Im Fall Japan sah man keine Übereinstimmung mehr zwischen den Farbraum-Assoziationen, die man an das Farbwort ao knüpfte, und dem Farbton, den die Ampel doch täglich anzeigte. Wie stark die Macht der Sprache ist, wird anhand der Verfügung deutlich, mit der die japanische Regierung 1973 schließlich das Problem löste: Alle Ampeln auf japanischem Boden wurden umgerüstet. Statt die Bezeichnung für das dritte Licht einfach von ao in midori umzuändern, passte man die physische Realität der Sprache an, soweit wie es das internationale Abkommen über Verkehrszeichen möglich machte. Die bisherigen Streuscheiben wurden mit neu eingefärbten Teilen ersetzt und leuchten seitdem in einem ao, das man in deutscher Sprache als bläulichen Grünton oder Türkis bezeichnen könnte.

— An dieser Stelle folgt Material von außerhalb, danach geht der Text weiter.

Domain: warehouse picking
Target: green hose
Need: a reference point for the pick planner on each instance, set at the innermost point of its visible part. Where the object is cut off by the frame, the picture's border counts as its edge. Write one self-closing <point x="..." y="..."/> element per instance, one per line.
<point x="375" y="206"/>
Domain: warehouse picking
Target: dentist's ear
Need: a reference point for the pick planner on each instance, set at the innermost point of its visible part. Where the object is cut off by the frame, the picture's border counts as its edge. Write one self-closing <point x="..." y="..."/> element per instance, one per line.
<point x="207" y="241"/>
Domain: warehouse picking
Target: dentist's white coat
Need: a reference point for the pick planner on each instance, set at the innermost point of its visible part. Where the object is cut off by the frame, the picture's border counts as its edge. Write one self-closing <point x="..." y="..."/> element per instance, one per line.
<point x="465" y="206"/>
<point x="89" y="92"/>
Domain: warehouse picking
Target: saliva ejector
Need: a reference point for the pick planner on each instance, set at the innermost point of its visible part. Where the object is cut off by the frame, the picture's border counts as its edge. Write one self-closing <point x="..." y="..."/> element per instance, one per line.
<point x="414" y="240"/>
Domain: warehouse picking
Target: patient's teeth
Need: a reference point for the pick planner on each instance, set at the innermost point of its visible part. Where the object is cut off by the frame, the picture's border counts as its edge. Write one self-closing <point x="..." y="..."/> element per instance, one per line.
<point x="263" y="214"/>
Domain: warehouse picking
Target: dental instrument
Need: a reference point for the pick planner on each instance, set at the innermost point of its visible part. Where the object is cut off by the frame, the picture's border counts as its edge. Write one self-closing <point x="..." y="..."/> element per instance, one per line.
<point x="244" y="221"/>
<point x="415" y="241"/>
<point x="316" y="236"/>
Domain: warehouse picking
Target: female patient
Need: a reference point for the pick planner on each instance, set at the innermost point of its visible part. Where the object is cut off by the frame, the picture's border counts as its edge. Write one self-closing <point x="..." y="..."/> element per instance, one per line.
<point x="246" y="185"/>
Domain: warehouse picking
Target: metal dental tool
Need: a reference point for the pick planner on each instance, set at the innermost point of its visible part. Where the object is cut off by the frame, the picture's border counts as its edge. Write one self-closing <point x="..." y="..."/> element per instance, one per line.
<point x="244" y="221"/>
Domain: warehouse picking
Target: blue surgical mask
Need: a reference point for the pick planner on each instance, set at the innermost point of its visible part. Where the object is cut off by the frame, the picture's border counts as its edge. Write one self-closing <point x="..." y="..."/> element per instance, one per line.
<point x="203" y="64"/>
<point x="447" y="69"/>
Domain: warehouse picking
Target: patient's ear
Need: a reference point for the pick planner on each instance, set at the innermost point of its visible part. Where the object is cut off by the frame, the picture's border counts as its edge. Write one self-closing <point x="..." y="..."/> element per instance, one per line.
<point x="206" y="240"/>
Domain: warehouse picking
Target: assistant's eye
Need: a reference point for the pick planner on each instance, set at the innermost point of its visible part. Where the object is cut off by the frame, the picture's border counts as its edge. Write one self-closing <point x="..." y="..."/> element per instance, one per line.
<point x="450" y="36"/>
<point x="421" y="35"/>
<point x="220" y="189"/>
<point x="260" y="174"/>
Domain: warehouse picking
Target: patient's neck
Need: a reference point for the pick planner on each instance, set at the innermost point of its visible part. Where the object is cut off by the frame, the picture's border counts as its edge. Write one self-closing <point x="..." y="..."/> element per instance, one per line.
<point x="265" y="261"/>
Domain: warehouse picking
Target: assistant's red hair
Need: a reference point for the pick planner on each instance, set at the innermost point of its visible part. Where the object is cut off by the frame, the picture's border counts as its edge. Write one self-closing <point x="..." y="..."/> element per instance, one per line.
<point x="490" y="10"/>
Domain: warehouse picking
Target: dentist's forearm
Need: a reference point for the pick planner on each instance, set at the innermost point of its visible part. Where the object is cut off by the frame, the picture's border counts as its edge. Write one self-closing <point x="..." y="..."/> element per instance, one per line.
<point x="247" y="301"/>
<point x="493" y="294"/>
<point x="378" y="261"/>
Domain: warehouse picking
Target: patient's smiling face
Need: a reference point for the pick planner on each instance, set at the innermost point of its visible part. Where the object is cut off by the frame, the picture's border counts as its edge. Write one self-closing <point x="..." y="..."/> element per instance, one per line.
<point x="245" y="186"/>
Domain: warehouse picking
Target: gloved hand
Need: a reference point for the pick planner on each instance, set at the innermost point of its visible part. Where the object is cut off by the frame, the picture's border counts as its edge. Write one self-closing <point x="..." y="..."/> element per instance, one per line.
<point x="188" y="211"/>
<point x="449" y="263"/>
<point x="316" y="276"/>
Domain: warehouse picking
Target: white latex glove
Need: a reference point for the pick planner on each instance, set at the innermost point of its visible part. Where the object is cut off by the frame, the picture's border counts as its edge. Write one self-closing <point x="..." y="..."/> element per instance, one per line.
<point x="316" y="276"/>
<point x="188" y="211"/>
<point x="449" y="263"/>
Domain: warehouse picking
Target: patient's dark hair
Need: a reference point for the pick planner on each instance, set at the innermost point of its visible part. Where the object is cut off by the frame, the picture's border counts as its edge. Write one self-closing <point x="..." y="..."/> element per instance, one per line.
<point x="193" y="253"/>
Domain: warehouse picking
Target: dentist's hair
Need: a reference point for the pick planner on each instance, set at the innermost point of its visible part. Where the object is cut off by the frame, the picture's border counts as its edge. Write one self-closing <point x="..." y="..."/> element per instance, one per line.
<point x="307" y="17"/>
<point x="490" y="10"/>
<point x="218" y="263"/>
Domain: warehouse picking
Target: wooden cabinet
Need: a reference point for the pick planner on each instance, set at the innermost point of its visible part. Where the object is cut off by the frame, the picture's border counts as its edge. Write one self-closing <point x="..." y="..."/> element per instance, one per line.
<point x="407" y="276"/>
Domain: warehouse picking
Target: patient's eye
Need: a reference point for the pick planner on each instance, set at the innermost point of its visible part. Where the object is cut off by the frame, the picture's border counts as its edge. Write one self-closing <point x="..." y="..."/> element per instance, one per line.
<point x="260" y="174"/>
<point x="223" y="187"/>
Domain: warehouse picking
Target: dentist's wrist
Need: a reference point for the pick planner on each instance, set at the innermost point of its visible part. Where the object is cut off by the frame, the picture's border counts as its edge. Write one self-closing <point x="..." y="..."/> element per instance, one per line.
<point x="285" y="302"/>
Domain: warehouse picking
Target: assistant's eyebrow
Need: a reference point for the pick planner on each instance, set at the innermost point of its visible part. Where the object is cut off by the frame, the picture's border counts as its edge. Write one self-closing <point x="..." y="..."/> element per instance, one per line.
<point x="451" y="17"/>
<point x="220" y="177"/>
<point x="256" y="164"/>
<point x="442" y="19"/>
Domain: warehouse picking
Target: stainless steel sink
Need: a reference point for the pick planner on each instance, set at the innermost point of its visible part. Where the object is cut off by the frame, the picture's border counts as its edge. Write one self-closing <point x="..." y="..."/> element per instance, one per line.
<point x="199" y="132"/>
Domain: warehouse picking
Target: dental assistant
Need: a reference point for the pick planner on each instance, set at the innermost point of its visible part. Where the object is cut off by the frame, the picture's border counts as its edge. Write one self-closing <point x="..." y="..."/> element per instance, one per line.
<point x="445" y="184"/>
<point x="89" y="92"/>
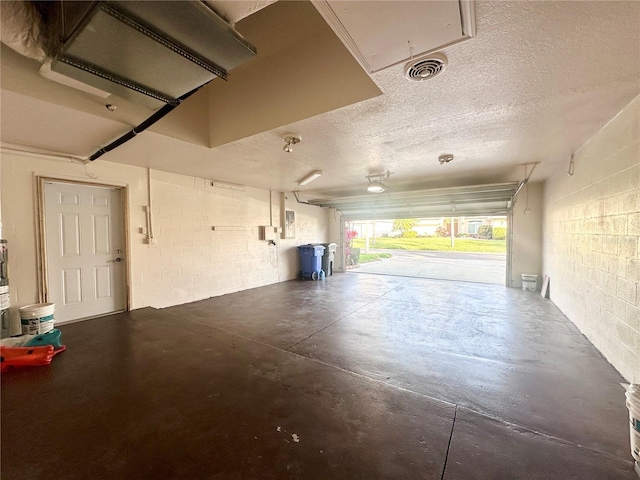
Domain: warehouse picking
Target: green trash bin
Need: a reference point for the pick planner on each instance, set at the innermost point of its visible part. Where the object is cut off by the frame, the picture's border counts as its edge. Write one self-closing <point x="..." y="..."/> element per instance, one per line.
<point x="328" y="257"/>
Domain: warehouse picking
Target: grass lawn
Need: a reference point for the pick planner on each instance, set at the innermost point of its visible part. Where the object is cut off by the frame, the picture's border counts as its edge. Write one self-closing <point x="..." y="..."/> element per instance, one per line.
<point x="442" y="244"/>
<point x="373" y="257"/>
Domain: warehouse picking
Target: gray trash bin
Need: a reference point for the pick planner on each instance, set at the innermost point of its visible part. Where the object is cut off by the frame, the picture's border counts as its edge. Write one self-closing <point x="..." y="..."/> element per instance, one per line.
<point x="328" y="257"/>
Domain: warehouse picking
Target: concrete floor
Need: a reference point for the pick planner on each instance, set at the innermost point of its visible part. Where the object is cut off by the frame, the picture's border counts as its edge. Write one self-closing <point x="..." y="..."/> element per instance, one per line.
<point x="356" y="377"/>
<point x="463" y="266"/>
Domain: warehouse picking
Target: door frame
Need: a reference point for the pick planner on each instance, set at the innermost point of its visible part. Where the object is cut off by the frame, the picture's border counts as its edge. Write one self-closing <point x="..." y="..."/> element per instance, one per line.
<point x="41" y="232"/>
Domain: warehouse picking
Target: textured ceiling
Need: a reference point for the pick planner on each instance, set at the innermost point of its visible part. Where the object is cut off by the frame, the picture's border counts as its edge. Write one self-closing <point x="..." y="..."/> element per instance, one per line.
<point x="537" y="81"/>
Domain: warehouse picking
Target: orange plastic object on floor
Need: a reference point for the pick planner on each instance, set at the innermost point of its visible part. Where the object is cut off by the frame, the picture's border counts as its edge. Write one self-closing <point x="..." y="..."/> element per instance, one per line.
<point x="15" y="357"/>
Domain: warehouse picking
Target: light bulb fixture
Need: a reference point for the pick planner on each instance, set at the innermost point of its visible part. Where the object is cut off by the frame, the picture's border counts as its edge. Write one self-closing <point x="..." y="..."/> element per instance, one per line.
<point x="310" y="178"/>
<point x="375" y="187"/>
<point x="445" y="158"/>
<point x="375" y="182"/>
<point x="289" y="141"/>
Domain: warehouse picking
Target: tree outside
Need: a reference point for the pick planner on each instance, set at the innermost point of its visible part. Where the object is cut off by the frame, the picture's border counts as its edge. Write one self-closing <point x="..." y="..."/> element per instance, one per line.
<point x="405" y="225"/>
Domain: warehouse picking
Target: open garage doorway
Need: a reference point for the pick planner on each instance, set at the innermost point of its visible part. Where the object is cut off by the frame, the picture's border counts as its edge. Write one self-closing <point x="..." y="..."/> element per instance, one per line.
<point x="470" y="248"/>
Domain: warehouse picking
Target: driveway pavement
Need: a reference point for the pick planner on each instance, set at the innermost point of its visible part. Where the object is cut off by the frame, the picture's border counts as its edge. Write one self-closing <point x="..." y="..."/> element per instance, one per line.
<point x="469" y="267"/>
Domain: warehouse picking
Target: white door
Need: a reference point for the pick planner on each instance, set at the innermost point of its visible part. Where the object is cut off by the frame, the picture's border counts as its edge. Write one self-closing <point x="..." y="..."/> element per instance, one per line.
<point x="85" y="254"/>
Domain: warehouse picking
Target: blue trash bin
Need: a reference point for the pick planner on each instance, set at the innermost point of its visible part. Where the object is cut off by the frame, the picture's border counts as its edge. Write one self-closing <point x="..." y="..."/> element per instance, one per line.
<point x="311" y="261"/>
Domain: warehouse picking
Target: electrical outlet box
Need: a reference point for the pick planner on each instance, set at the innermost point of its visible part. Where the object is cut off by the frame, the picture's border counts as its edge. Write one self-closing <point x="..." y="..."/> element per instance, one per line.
<point x="268" y="232"/>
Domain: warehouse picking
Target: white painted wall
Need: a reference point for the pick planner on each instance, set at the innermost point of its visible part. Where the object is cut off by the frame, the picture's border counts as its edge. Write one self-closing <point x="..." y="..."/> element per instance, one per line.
<point x="189" y="260"/>
<point x="591" y="241"/>
<point x="526" y="230"/>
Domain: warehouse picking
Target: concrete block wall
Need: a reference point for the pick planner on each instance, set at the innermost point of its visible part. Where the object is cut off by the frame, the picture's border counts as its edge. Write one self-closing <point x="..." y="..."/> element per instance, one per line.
<point x="591" y="241"/>
<point x="207" y="240"/>
<point x="189" y="260"/>
<point x="526" y="234"/>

Das Beispiel Japan ist näher als wir denken. Denn was hat es mit der fehlenden Eindeutigkeit auf sich, die im deutschen Kontext mit dem Gelb der Ampel verbunden ist: Passt nicht eher, die Farbe des mittleren Ampellichts mit dem Wort orange zu benennen…? Sprache formt unsere Wahrnehmung und unser Denken.5 Wir nehmen Farbreize als die Farben wahr, die uns durch Sprechgewohnheiten unserer Muttersprache(n) eingeprägt worden sind. Erst mit einem kulturell vermittelten Farbvokabular erlangen Farbtöne ihre Eindeutigkeit.

 

1 Die folgende Schilderung ist entnommen Guy Deutscher: Im Spiegel der Sprache. Warum die Welt in anderen Sprachen anders aussieht. München 2010, S. 247f.

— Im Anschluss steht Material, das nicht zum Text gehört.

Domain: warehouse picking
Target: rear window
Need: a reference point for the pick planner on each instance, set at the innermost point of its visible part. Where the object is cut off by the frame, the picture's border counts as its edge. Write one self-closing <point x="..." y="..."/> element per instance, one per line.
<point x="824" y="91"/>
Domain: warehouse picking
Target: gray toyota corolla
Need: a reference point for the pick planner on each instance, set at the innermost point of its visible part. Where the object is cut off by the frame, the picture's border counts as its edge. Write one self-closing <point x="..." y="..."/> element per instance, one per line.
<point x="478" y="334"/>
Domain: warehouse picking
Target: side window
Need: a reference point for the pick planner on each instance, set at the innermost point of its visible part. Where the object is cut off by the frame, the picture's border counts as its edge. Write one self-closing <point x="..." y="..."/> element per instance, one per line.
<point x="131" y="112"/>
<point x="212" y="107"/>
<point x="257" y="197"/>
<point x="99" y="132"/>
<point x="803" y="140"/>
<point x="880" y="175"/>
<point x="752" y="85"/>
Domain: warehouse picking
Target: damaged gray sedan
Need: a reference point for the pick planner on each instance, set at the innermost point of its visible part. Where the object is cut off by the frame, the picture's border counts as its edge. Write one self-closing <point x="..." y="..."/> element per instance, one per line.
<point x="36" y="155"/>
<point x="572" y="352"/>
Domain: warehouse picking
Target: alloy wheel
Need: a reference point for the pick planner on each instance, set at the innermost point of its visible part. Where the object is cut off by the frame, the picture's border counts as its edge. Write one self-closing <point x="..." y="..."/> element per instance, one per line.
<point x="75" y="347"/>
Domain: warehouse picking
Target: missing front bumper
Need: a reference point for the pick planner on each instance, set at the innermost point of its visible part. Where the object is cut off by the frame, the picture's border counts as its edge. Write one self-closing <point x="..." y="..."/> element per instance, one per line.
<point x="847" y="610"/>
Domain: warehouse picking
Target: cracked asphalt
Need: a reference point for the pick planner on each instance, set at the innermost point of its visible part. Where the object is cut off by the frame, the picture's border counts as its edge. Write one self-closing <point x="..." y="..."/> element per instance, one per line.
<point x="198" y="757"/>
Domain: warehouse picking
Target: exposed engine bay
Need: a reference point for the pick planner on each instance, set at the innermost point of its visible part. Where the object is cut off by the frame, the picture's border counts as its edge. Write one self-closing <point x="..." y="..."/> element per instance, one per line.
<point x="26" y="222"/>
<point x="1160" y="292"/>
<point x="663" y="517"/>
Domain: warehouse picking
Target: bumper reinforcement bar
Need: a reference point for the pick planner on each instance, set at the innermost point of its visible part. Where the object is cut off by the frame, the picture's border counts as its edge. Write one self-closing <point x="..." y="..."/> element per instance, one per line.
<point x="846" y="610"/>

2 Norbert Welsch/Claus Chr. Liebmann: Farben. Natur – Technik – Kunst. Heidelberg 2012, S. 16.

3 Vgl. Lera Boroditsky: Wie die Sprache das Denken formt. In: Spektrum.de, 15.03.2012. Verfügbar unter: http://www.spektrum.de/alias/linguistik/wie-die-sprache-das-denken-formt/1145804 (Zugriff am 20.02.2014).

4 Joachim Knuf: Unsere Welt der Farben. Symbole zwischen Natur und Kultur. Köln 1988, S. 20.

5 Deutscher 2010, S. 32.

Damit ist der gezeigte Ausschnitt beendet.